Drowning in Moderation
Iran’s Darkness at Noon

In an explosive excerpt from a new book in the New York Times, Iran’s only Nobel Peace Prize Laureate, an exiled female lawyer and former judge named Shirin Ebadi, tells how Iran’s government plied her husband with alcohol and an old flame in her absence, recorded him, threatened to stone him, and forced him to denounce her. Javad, husband of 34 years was taken to Evin Prison (where Ms. Ebadi had also once been imprisoned, and lashed). Readers of Darkness at Noon, Arthur Koestler’s classic novel about Russia under Stalin, will be familiar with what happened next:

And then they led him to a solitary confinement cell, perhaps only slightly bigger than a bathtub, and left him there for two days.

On the third day, two prison guards came. They blindfolded him again and led him to a sort of courtroom, where a bearded cleric, the judge, sat behind a wooden desk.

Javad later told me what the judge had said:

“I’ve watched the entire film. There’s really no room for denial. You are a married man and have committed adultery. According to Article 225 of the Islamic Penal Code, you are sentenced to death by stoning. The sentence will be carried out two days from now.”

“I want a lawyer,” Javad said. “I’m not going to do anything without a lawyer.”

“A lawyer!” the judge said, amused. “What for? What is a lawyer going to say? We have a film of you, sir — your entire liaison is on camera! What kind of defense do you imagine you could mount? Just go. Go be ashamed of yourself, and spend your last two days repenting to God.”

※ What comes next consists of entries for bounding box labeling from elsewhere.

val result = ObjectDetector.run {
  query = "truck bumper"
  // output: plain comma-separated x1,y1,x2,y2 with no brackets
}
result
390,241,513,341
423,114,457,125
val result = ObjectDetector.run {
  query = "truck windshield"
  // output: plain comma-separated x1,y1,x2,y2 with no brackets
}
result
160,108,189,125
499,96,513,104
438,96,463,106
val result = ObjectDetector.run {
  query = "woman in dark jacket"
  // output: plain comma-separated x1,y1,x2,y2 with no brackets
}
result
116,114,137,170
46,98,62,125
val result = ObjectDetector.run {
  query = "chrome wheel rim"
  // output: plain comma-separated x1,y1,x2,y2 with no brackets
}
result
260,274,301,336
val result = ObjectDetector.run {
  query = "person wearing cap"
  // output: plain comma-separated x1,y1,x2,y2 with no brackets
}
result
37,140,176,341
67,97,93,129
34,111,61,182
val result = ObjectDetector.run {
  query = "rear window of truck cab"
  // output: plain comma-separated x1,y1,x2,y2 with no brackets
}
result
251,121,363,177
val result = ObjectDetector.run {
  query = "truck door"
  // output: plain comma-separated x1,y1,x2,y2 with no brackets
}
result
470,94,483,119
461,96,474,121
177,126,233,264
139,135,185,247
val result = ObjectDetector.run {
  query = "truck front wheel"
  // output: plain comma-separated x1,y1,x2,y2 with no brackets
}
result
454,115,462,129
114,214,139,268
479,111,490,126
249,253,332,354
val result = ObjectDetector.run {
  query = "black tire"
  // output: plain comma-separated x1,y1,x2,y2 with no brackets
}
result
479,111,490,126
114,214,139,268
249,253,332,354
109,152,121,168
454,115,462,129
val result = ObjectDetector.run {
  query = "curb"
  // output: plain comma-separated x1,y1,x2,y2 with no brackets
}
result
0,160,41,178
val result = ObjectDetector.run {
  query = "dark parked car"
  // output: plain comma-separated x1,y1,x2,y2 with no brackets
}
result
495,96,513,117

The trial took about 20 minutes. Iranian judges scarcely ever handed down stoning verdicts, but the situation seemed to require an especially horrific punishment. The real purpose of the arrest became clear a few hours later, when the intelligence agent who had arrested Javad, along with his boss, came to Javad’s cell.[..]

The intelligence agent said I had been proud; now I would see my weakness.

When Javad saw that pleading or protesting would only provoke more beating, he asked what it was they wanted.

For the first time, the agent’s boss spoke. He explained the problem:

“If you’re still defending your wife, it means you’re her ally and collaborator. And you should be punished as such. If the truth is otherwise, you need to prove that to us.”

All he had to do in order to gain his freedom was to read a short statement in front of a camera:

“Shirin Ebadi did not deserve to receive the Nobel Prize. She was awarded the prize so that she could help topple the Islamic Republic. She is a supporter of the West, particularly America. Her work is not in the service of Iranians, but serves the interests of foreign imperialists who seek to weaken Iran.”

He knew immediately he would do it. Surely, everyone would know that he had been pressured into saying those things.

Ms. Ebadi’s tale of a family ruined, the guilt of feeling it was her fault, her pain and that of her daughters, is worth reading in full. As we did, we thought of how far removed this story was from fantasies of “flawed quasi-democracy” in Iran that permeated certain realist foreign policy circles after the Iranian elections. If this was what the security services were willing to do to get at a woman who was already marginalized, out of the country, and destined for permanent exile, imagine what they are capable of doing to politicians—and their families—from whom they want more substantive decisions.